Muslims, too, want specifics

Similar to critical Israelis, some Muslims are looking for more specifics from the pope over past grievances. A senior Muslim cleric in the Palestinian Authority, Sheikh Ishaq Taha, says that while the pope has made efforts to repair the damage done to the Vatican's relations with the Arab world after his 2006 speech, it would be helpful if he made further clarifications. In a lecture, the pope read from a 14th-century text in which the Byzantine emperor Manuel II Paleologos said: "Show me just what Muhammad brought that was new, and there you will find things only evil and inhuman, such as his command to spread by the sword the faith he preached."

The Vatican later explained that the pope did not intend to offend, nor did he endorse the words as his own.

"I hope during this visit, the pope will use the opportunity to show his respect for Islam, because there are many who have not heard it," Sheikh Taha says. Palestinians, he adds, will also be listening for a stronger statement on Palestinian suffering at the hands of Israeli policies. They feel they have been hampered from being able to show the pope a variety of sites and to highlight issues such as home demolitions.

"The reason this visit is so important is because of the hope that he will contribute to the peace process," says Taha. "But let's not forget that the occupation has intervened in his visit and has prevented him from arriving at certain locations." Palestinian Authority officials were prevented by Israeli police from having their own press conference on the pope's visit at an East Jerusalem hotel on Monday.

Hard-liners look for criticism of Gaza war

Harder-line Islamists say they expect little out of the pope's visit. Sheikh Mahmoud Musleh, of Hamas, says that Palestinians were disappointed that he didn't criticize Israel more forcefully during the war in Gaza in January.

"He said he considered it an act of self-defense for Israel and did not say that it was a breach of human rights, or an act of excessive force. This adds fuel to the fire of his comments he made about our prophet two years ago," says Sheikh Musleh in an interview in his Ramallah office.

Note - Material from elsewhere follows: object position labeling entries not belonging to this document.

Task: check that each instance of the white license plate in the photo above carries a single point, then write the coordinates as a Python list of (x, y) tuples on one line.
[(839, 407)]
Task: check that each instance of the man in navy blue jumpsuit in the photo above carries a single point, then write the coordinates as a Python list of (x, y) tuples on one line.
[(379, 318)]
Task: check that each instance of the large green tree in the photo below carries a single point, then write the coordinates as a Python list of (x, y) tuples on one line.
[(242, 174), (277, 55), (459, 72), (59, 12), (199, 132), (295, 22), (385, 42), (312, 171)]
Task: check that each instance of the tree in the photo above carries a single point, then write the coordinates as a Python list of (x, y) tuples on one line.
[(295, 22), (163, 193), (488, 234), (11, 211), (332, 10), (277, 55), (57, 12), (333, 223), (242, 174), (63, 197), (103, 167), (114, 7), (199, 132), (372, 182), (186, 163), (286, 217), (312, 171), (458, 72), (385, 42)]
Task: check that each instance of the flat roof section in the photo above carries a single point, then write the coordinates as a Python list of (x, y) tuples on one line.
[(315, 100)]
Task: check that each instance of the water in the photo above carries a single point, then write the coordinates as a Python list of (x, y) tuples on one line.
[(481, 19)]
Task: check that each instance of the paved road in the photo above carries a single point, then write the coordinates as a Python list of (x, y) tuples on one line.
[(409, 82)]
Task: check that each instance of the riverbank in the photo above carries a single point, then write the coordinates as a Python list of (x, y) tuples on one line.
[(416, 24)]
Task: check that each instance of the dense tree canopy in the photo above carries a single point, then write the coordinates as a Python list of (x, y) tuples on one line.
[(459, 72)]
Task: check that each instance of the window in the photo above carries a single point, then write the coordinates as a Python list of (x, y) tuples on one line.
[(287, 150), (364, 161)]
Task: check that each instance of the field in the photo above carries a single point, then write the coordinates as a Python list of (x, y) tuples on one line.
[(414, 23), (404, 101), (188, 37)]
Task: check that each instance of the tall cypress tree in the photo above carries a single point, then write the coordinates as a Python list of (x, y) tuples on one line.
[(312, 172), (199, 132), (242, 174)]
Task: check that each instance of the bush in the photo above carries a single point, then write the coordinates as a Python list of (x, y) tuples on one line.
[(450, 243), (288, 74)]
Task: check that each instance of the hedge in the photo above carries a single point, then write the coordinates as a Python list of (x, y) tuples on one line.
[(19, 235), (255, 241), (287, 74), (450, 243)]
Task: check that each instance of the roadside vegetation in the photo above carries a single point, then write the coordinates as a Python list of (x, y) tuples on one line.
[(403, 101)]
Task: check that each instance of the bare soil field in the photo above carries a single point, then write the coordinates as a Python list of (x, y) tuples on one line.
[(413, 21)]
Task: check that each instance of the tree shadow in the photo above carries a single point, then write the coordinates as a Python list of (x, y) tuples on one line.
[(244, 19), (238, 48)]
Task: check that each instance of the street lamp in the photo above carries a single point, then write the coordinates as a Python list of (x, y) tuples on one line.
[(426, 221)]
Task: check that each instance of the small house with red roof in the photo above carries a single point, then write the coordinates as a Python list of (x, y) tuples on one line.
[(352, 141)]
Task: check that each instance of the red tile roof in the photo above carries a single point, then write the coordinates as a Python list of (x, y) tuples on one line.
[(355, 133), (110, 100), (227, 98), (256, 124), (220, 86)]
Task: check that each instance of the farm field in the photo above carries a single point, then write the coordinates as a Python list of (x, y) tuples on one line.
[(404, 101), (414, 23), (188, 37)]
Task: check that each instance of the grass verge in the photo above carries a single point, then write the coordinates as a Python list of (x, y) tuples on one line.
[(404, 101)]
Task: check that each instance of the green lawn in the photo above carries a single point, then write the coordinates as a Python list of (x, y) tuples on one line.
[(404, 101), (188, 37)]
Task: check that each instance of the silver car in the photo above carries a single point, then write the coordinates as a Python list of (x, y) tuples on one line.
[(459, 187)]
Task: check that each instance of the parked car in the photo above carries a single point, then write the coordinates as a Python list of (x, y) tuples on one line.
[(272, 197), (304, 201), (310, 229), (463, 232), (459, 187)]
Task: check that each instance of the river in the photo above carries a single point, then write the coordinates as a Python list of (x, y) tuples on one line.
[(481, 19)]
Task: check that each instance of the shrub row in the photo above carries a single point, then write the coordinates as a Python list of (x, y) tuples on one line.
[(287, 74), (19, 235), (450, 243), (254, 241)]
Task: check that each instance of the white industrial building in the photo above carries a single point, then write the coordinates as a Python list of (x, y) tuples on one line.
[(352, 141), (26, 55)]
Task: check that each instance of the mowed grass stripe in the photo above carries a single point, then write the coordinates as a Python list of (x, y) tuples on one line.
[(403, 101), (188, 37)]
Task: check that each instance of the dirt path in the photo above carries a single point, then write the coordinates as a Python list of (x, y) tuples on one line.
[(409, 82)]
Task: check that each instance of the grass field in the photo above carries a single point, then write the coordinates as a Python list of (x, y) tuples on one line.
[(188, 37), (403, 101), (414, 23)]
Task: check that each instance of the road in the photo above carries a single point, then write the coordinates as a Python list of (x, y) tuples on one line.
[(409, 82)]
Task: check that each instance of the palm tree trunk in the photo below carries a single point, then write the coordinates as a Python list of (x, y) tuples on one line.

"We find it strange that he is biased toward our enemy," Musleh says. "He has to stay an honest broker and not be biased. We will forgive him once we see he has gone on the right track."

In Gaza, a parliament member from Hamas charged that Pope Benedict was "the most pro-Zionist pontiff in the history of the Catholic Church." Younis al-Astal said that other Muslim leaders' meetings with the pope were pointless because "Islam doesn't accept half solutions."